The study compared five FFPE RNA isolation methods to determine which yielded the highest quality RNA for NGS and downstream PCR. They analyzed the RIN scores of these RNA samples and the results of a matched fresh-frozen illustration isolated. The RNA from the FFPE tissue prepared method showed a higher RIN score and a better ratio of ACTB 3′ amplicon to 5′ amplicon compared to the other four isolation techniques and was comparable to the matched fresh-frozen sample isolated.

Reliability

FFPE tissue samples are the most prevalent specimens in biobank collections because of their long-term stability. However, because preserving these specimens is complicated and time-consuming, mistakes can affect the results.
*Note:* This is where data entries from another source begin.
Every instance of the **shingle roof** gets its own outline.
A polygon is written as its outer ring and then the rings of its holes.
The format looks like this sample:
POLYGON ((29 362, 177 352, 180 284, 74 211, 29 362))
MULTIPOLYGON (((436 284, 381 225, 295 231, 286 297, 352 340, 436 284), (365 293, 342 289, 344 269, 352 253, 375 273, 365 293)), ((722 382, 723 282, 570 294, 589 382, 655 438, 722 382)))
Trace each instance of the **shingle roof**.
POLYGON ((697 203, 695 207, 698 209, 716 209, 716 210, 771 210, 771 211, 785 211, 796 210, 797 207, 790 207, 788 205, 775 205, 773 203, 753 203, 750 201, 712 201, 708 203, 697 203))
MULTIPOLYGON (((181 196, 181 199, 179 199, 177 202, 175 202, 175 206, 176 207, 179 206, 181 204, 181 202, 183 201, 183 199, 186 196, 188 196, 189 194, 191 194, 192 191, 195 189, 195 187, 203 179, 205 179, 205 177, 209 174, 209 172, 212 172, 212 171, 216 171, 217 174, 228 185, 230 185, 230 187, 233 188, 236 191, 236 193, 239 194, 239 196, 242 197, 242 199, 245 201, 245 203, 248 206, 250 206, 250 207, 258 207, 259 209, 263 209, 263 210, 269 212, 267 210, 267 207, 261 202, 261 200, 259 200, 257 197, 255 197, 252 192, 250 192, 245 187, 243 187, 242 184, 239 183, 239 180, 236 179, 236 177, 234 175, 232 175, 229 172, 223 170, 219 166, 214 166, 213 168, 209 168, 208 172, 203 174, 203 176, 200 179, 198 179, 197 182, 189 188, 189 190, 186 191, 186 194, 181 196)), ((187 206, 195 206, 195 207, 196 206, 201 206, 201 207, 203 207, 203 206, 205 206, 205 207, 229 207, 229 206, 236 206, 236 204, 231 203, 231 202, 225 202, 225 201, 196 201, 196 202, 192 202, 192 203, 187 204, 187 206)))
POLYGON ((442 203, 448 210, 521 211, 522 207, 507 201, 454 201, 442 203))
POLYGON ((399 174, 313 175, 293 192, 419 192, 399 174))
This has been a significant concern for researchers who work with these samples because the wrong conclusions could lead to inaccurate and unhelpful medical advice.

Many laboratories have started using a more reliable preservation method: snap-freezing to overcome this problem. This technique allows surgeons to collect tissue during surgery, which can be immediately stored in liquid nitrogen after the biopsy. It is also more convenient than storing FFPEs in a -80 degC freezer, as it requires no special equipment and can be performed in the same room as surgical tissue removal.

Another benefit of a snap-frozen sample is that it can be used for various analyses, from DNA sequencing to proteomics. Several studies have shown that NGS can be used on frozen samples, even though the yield is lower than that of FFPE.

However, it is essential to remember that the quality of a frozen sample depends on how it was prepared. For example, the length of time that the samples were fixed can significantly impact the results. In addition, the freezing and storage process can lead to crosslinks, preventing specific biomolecules from being detected. This is why a trained personnel laboratory must conduct all steps in preparing an FFPE sample.

Cost

FFPE samples are the sample of choice for many clinical investigations that require simultaneous morphological assessment and immunostaining. However, the formaldehyde fixation process introduces significant crosslinking between biomolecules, hindering the integrity of molecular data and making the FFPE sample more challenging to work with.

Furthermore, long DNA fragments and protein phosphorylation states must be better preserved in FFPE samples. Additionally, the quality of FFPE DNA depends on the extraction method used to obtain nucleic acids from the FFPE tissue sample. 

When evaluating gene expression in FFPE and frozen tissues, frozen tissue is generally preferred due to its immediate preservation and availability in surgical practice. But, this sample type is expensive to collect and requires the availability of a -80°C freezer close to the surgery room, and it may not last as long as FFPE specimens.

Frozen samples also require more advanced laboratory equipment than FFPE tissue, and the need for liquid nitrogen containers and dedicated freezer space is another constraint. Nevertheless, frozen tissue’s faster processing and preservation make it ideal for generating genomic data, mainly using high-throughput methodologies such as next-generation sequencing (NGS).